Awesome

HIVE

HIVE: Harnessing Human Feedback for Instructional Visual Editing

Shu Zhang*1, Xinyi Yang*1, Yihao Feng*1, Can Qin3, Chia-Chih Chen1, Ning Yu1, Zeyuan Chen1, Huan Wang1, Silvio Savarese1,2, Stefano Ermon2, Caiming Xiong1, and Ran Xu1 1Salesforce AI, 2Stanford University, 3Northeastern University *denotes equal contribution arXiv 2023

paper | project page

This is a PyTorch implementation of HIVE: Harnessing Human Feedback for Instructional Visual Editing. The major part of the code follows InstructPix2Pix. In this repo, we have implemented both stable diffusion v1.5-base and stable diffusion v2.1-base as the backbone.

Updates

07/08/23: Training code and training data is public.:blush:
03/26/24: HIVE will appear in CVPR, 2024.:blush:

Usage

Preparation

First set-up the hive enviroment and download the pretrianed model as below. This is only verified on CUDA 11.0 and CUDA 11.3 with NVIDIA A100 GPU.

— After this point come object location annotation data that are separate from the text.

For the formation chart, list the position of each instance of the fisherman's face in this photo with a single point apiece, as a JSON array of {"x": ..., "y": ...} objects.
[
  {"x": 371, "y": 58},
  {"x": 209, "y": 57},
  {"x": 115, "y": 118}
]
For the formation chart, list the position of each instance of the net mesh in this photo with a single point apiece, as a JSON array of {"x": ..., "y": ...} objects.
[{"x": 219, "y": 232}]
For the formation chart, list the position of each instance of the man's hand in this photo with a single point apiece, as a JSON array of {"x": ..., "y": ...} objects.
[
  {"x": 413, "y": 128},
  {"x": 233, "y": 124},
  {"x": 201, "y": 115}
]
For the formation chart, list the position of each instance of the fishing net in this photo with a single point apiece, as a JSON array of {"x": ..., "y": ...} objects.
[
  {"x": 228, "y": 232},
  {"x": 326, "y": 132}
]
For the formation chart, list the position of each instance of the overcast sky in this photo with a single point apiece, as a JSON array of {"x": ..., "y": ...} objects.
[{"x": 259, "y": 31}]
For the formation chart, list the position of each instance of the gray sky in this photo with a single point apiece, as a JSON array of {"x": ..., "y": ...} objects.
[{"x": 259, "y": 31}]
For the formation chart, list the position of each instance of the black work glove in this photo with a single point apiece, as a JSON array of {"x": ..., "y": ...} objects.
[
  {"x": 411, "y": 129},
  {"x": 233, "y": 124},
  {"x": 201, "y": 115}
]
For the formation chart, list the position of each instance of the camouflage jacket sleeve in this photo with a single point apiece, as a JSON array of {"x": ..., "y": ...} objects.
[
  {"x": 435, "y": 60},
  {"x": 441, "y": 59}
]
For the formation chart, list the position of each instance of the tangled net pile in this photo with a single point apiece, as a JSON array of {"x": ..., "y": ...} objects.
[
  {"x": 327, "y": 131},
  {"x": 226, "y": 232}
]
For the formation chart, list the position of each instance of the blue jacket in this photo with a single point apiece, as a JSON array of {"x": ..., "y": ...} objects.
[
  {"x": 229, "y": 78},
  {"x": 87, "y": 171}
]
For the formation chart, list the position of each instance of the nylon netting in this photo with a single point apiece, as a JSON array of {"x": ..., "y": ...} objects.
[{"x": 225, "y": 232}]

conda env create -f environment.yaml
conda activate hive
bash scripts/download_checkpoints.sh

To fine-tune a stable diffusion model, you need to obtain the pre-trained stable diffusion models following their instructions. If you use SD-V1.5, you can download the huggingface weights HuggingFace SD 1.5. If you use SD-V2.1, the weights can be downloaded on HuggingFace SD 2.1. You can decide which version of checkpoint to use. We use v2-1_512-ema-pruned.ckpt. Download the model to checkpoints/.

Data

We suggest to install Gcloud CLI following Gcloud download. To obtain both training and evaluation data, run

bash scripts/download_hive_data.sh

An alternative method is to directly download the data through Evaluation data and Evaluation instructions.

Step-1 Training

For SD v2.1, we run

python main.py --name step1 --base configs/train_v21_base.yaml --train --gpus 0,1,2,3,4,5,6,7

Inference

Samples can be obtained by running the command.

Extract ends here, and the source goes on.